Religion
- Affiliation: Hinduism
- District: Satara District
- Deity: Lord Mandeshwar

Location
- Location: Wai
- State: Maharashtra
- Country: India
- Interactive map of Mandhardevi

Architecture
- Completed: More than 400 years old

= Mandhradevi =

Temple in Satara, Maharashtra

Mandhardevi Kalubai temple is near Wai (Satara District, Maharashtra, India). Located on a hill 4,650 feet above sea level, the temple, some 20 km from Wai, Satara, overlooks the picturesque Pandavgad Fort and Purandar fort. Devotees attribute miraculous properties to a grove around the shrine. Local lore has it that the temple is more than 400 years old but no definite date on the construction is available.
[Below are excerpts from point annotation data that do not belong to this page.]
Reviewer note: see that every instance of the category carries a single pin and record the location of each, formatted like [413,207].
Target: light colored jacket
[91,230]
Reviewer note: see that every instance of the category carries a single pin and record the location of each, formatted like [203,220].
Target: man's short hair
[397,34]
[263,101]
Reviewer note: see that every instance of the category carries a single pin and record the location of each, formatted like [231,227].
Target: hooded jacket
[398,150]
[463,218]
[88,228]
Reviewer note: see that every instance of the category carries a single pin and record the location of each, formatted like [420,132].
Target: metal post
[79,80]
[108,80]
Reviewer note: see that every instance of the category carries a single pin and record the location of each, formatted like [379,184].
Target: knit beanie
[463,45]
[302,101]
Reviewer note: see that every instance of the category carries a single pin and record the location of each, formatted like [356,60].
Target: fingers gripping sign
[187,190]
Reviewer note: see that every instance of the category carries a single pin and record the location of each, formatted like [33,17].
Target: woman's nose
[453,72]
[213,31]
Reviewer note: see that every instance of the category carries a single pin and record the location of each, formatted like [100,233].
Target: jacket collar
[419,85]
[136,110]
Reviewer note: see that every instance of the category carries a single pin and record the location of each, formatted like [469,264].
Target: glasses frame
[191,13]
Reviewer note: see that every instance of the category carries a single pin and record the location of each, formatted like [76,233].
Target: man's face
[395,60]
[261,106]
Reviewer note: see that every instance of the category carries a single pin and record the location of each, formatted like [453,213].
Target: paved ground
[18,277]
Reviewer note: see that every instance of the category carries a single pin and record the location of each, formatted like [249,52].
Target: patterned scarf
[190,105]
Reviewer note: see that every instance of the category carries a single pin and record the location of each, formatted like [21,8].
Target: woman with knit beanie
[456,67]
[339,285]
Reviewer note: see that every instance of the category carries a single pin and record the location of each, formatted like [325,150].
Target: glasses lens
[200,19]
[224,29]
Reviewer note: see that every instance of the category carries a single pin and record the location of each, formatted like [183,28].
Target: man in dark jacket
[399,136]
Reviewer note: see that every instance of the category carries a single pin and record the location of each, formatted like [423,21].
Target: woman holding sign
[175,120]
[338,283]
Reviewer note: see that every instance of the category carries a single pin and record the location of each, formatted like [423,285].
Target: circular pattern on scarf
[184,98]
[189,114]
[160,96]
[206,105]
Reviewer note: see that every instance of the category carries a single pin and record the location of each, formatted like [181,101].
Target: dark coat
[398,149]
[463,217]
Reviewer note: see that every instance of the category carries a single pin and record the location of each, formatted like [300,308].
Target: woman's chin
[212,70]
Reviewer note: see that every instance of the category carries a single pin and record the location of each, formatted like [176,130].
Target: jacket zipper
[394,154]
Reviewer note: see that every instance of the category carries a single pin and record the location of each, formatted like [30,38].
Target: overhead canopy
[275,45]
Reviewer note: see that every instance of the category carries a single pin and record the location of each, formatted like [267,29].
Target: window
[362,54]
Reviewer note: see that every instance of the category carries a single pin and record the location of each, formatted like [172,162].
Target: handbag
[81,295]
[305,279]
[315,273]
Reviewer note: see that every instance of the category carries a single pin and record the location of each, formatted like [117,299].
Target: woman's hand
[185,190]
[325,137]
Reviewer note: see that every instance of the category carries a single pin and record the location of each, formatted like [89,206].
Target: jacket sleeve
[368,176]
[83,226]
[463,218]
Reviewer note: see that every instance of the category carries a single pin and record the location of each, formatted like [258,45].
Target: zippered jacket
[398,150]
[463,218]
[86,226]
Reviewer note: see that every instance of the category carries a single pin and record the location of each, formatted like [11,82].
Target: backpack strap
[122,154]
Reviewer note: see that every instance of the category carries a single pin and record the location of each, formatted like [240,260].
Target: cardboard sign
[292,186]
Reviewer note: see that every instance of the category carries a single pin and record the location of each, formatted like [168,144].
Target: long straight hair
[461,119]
The title of the land is in the name of Lord Mandeshwar and Kaleshwari Devi. Most of the year there is little tourist traffic.

The nearest primary health centre is six kilometres away and a major hospital is at Satara town.

The idol of Kalubai sports two silver masks and silk finery. The masks are carried in a procession by members of the Gurav family, seen as the hereditary custodians of the shrine. Members of this family take turns to conduct rituals.

==Kalubai Jatra pilgrimage==

The temple is popular among Hindus who undertake the annual Kalubai Jatra pilgrimage over a ten-day period every January. The main event is a 24-hour-long festival on the day of the full moon that includes animal sacrifices to the demons of goddess whom she killed. The goddess is offered nivad of puran poli (a sweet) and curd rice. The religious event usually draws more than 300,000 devotees. The annual fair is in honour of Kaleshwari Devi, fondly called Kalubai by the faithful.

Over 300 devotees died during the pilgrimage in a stampede in 2005.